Facebook and your Smartphone: Are they spying on you?
It seems like old times, the continued assault on privacy by internet interests or the government. Today, it is facebook which it looks like has Smartphone apps which potentially have the ability to send back all your SMS text messages or other data, like all your contacts, to Facebook. What they would then do with the data is anyone’s guess, but the implications are pretty large. There needs to be protections put into place to protect people’s right to privacy on their devices and electronic life. technology must be made to to have safeguards that all your calls, location and more are not just data to have for others.

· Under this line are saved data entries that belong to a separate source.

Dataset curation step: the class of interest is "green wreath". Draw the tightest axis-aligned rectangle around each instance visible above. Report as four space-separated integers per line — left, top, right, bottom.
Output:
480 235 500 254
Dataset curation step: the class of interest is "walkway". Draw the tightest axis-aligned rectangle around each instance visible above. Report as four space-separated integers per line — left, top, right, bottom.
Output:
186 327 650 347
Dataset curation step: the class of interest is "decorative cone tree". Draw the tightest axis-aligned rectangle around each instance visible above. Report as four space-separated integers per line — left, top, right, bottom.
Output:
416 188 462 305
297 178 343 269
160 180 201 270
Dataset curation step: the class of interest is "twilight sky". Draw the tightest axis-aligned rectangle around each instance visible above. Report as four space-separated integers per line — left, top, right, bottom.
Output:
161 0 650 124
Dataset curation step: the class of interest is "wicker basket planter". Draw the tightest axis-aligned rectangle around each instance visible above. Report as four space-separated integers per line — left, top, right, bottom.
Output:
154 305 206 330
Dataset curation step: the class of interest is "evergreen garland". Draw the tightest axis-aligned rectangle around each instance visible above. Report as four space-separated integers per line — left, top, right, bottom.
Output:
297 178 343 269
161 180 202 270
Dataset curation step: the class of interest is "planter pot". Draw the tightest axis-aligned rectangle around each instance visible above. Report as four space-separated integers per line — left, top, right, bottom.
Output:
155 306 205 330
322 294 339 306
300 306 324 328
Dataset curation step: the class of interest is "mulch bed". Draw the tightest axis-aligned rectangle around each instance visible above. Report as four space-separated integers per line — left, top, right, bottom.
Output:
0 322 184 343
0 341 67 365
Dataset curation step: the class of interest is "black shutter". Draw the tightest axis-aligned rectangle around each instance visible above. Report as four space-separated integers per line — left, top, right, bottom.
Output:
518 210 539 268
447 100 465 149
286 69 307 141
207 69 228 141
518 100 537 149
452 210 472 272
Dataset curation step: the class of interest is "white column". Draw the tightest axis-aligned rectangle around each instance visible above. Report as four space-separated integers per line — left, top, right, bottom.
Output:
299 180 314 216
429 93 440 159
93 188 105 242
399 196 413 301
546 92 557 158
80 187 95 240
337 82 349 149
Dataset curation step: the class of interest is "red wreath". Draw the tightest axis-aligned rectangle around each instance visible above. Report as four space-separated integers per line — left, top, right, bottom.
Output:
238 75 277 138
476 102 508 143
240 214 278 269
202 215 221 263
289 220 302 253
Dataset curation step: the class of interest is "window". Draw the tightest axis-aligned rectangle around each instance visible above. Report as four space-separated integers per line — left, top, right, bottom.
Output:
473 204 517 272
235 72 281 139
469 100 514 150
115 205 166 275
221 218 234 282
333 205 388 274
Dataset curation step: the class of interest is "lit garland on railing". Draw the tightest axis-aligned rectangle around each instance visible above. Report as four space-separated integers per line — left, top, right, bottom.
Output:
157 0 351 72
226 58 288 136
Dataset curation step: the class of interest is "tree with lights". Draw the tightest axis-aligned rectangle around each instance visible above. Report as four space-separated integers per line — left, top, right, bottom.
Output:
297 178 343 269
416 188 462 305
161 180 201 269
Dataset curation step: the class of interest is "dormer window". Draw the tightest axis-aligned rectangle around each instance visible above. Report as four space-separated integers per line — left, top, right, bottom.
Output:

Needless to say that technology can have its wonderful sides, facebook helping friends keep in touch, entertain, get news and much more, but at the same time when members rely on it so much, there needs to be legal restrictions on what data gets pulled, or accessed by apps. People ought to have better privacy safeguards.
Here are two great articles on the matter:
ARS TECHNICA, by Jon Brodkin
Facebook testing Android SMS integration, denies “spying” allegations.
Facebook is testing new mobile features for Android that integrate with the SMS functionality in smartphones, taking advantage of updated permissions allowing Facebook access to users’ text messages.
Facebook acknowledged the tests while responding to a Sunday Times article claiming that Facebook and other mobile apps are reading users’ text messages. The allegation itself isn’t all that groundbreaking—Facebook’s app for Android clearly lists the permissions users implicitly grant by installing the app, including the ability to edit and read text messages. (click on link to Ars Technica for full article)
This is another fantastic article on the subject, by J.D. Heyes of Natural News.com
http://www.naturalnews.com/035110_Facebook_spying_smartphones.html
(NaturalNews) As early as the late 1970s, there have been privacy concerns in the so-called “information age.” And why not? At every stage since the widespread acceptance and use of the computer, and especially the Internet, someone has been trying to invade your privacy.
The latest infringement comes from Facebook, and some other companies, which has resorted to spying on smartphone users’ personal text messages, according to a London Times investigation. Users who had downloaded the app for the world’s largest social network were subject to the infringement.